Despite China’s inflation rate hitting a 20-month low in February sparking talk of further monetary easing, some analysts don’t expect Beijing to aggressively boost growth as rising prices are still a threat.
Kelvin Lau, Senior Economist, Global Research at Standard Chartered Bank, tells CNBC there are two major reasons why Chinese authorities will continue to take a cautious, rather than bold, approach to monetary easing.
“Any massive loosening of monetary policy could add upward pressure on property prices, which are still not fully deflated,” Lau said on Friday.
He adds that the government also needs to boost wages and improve living standards. “So long as there’s some wage inflation… that will continue to feed through to (overall) inflation.”
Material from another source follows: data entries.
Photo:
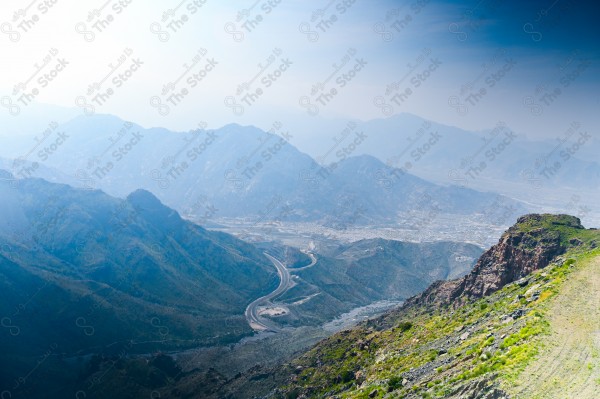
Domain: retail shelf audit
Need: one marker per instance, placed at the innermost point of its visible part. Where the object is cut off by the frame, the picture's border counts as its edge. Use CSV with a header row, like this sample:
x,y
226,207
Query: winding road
x,y
254,319
256,322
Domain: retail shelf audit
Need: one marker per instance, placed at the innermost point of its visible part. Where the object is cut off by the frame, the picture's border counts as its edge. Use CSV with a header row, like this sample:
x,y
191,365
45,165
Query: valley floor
x,y
568,365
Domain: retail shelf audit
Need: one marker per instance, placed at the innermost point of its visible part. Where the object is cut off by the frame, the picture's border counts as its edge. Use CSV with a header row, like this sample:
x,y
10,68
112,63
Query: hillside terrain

According to a StanChart survey conducted after the Chinese New Year, wages in China’s densely urbanized Pearl River Delta region are expected to rise on average 10 percent in 2012.
Lan Xue, Partner at hedge fund Trivest Advisors, says rising incomes is going to be an ongoing trend.
“What we are seeing is that income levels are growing in China, maybe not 20-30 percent this year, but more like in the teens,” Xue said.
Weaker Data but Inflationary Pressures Intact
While economic data out on Friday point to cooling — inflation slowed sharply to 3.2 percent, below market expectations of 3.4 percent and retail sales over January-February rose 14.7 percent against a forecast of 17.5 percent — Alistair Thornton, China Economist at consulting firm IHS Global Insight, says there are still inflationtriggering factors like high oil prices.
“Price gains are not totally off the radar, given structural pressure from demographic shifts and high international commodity prices,” Thornton said in a note after China’s CPI data was released.
The Chinese government has to maintain a “tricky balance” between growth and inflation going forward, he added.
“The government craves the growth effects of further monetary easing, but does not want to stomach the inflationary implications,” he said.